Posted by silver720x@reddit | sysadmin | View on Reddit | 7 comments
I just started my internship in the last couple days and wanted to say thank you for the advice I received here! Reading the posts and comments has helped me so much believe it or not. The comments on my previous post months ago were so true and they actually also helped me prep better. So far I’m really enjoying my internship and I’m hopeful I can stay doing this at least while I’m bright eyed and have some hope ha. Thanks again.
Impossible_IT@reddit
Stay bright eyed and bushy tailed! Been doing IT for nearly 29 years. One thing is to never stop learning.
silver720x@reddit (OP)
Thank you! I’ll try my best!
RebootIt_Again@reddit
Really good to hear - it is amazing what can happen when you just reach out and ask. Never stop being curious and never lose that spark!
silver720x@reddit (OP)
Thank you! I appreciate it so much!
warm_invasion@reddit
that's great to hear you're settling in well. one thing worth noting though: internships and early roles often feel rewarding because everything is new and the learning curve is steep. the real test comes around month six or so when the novelty wears off and you're doing the same tickets, the same password resets, the same routine stuff that nobody really warned you about. not trying to be a downer, but a lot of people burn out precisely because they expected every day to feel like that first week. the folks who stick around tend to be the ones who either find ways to automate the tedium or don't mind it. so keep that momentum going, but also start thinking now about what would actually keep you engaged long term. sysadmin work has a ceiling if you're not building toward something, whether that's specialisation or moving into infrastructure design or whatever appeals to you.
silver720x@reddit (OP)
Thank you for the insight! I figured that was the case. Honestly I really want to learn how to use Ansible and how to integrate playbooks to start with. I’m still exploring as I go along.
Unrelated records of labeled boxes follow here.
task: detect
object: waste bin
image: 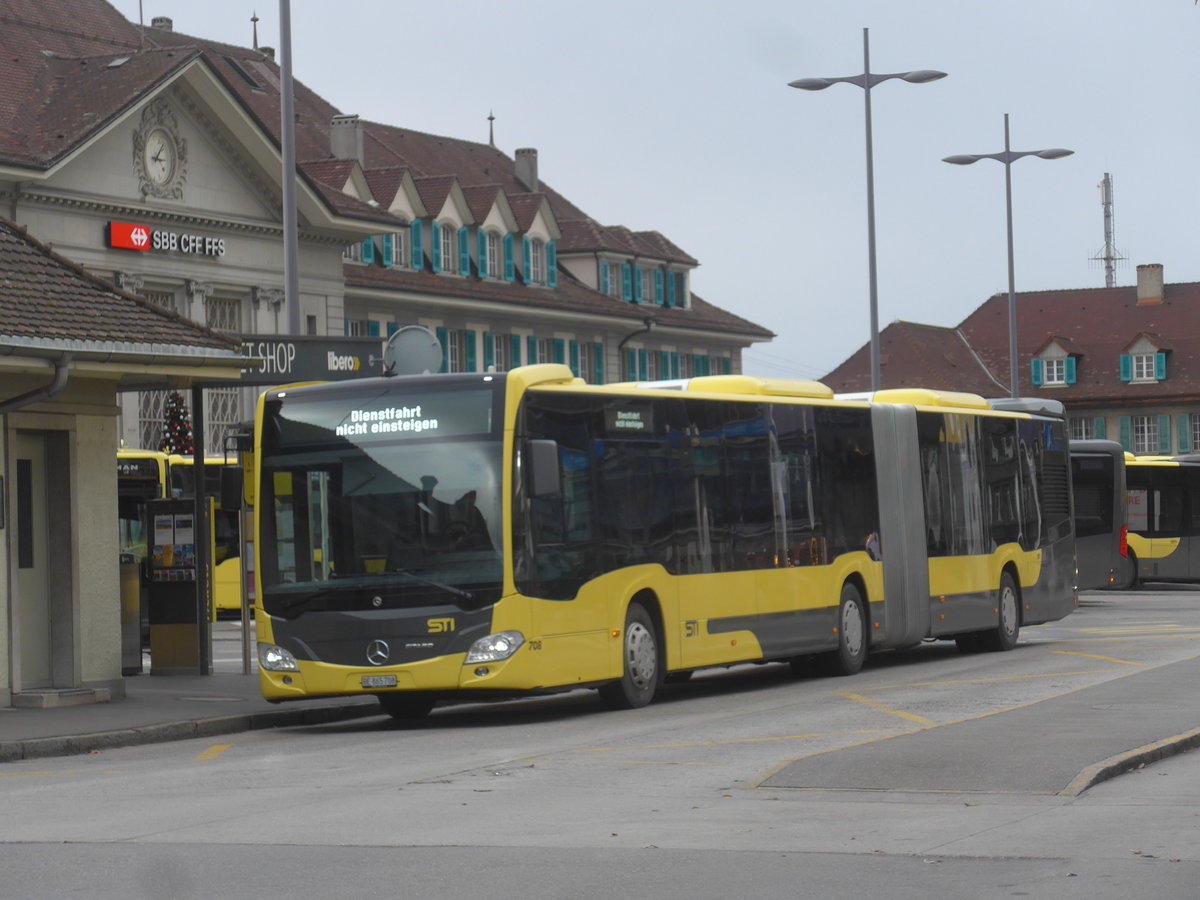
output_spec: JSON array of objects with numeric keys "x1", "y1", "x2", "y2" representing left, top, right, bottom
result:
[
  {"x1": 146, "y1": 500, "x2": 200, "y2": 674},
  {"x1": 120, "y1": 553, "x2": 142, "y2": 674}
]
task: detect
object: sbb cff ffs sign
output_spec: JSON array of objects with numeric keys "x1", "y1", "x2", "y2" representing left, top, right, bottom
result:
[{"x1": 108, "y1": 222, "x2": 224, "y2": 257}]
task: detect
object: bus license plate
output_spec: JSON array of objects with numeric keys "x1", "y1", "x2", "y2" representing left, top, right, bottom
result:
[{"x1": 362, "y1": 676, "x2": 396, "y2": 688}]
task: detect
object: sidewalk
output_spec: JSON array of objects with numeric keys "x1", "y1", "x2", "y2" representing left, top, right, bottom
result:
[{"x1": 0, "y1": 673, "x2": 383, "y2": 763}]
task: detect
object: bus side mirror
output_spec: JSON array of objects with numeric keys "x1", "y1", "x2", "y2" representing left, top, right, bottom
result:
[
  {"x1": 526, "y1": 440, "x2": 563, "y2": 497},
  {"x1": 221, "y1": 466, "x2": 242, "y2": 510}
]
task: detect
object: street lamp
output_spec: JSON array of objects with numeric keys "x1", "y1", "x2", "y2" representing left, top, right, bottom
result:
[
  {"x1": 942, "y1": 113, "x2": 1075, "y2": 397},
  {"x1": 787, "y1": 28, "x2": 946, "y2": 391}
]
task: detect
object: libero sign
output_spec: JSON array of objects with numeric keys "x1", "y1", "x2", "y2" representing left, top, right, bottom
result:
[{"x1": 108, "y1": 222, "x2": 224, "y2": 257}]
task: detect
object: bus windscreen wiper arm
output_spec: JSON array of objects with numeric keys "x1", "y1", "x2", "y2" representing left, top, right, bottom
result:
[{"x1": 388, "y1": 569, "x2": 475, "y2": 600}]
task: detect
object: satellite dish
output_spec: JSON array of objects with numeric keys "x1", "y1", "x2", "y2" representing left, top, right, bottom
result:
[{"x1": 383, "y1": 325, "x2": 442, "y2": 374}]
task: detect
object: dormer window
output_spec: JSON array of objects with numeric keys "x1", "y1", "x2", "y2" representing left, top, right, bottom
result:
[
  {"x1": 1132, "y1": 353, "x2": 1156, "y2": 382},
  {"x1": 529, "y1": 238, "x2": 546, "y2": 284},
  {"x1": 484, "y1": 232, "x2": 500, "y2": 278},
  {"x1": 1121, "y1": 335, "x2": 1166, "y2": 384},
  {"x1": 1042, "y1": 359, "x2": 1067, "y2": 384},
  {"x1": 1030, "y1": 340, "x2": 1075, "y2": 388}
]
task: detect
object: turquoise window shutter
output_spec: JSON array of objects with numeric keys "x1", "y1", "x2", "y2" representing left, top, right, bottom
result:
[
  {"x1": 462, "y1": 329, "x2": 479, "y2": 372},
  {"x1": 437, "y1": 328, "x2": 450, "y2": 372},
  {"x1": 504, "y1": 234, "x2": 517, "y2": 281}
]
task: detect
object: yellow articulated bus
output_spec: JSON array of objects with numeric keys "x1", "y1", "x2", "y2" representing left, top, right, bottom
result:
[
  {"x1": 1116, "y1": 452, "x2": 1200, "y2": 588},
  {"x1": 116, "y1": 448, "x2": 241, "y2": 614},
  {"x1": 254, "y1": 365, "x2": 1076, "y2": 718}
]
I appreciate all the suggestions as well. I don’t have nearly as much systems coursework as I’d like.
warm_invasion@reddit
Ansible is a solid choice because it forces you to think about infrastructure as code rather than one-off fixes, which is exactly the mindset that keeps the work interesting past month six. Start with something small you already do manually and automate it, even if it takes longer the first time around.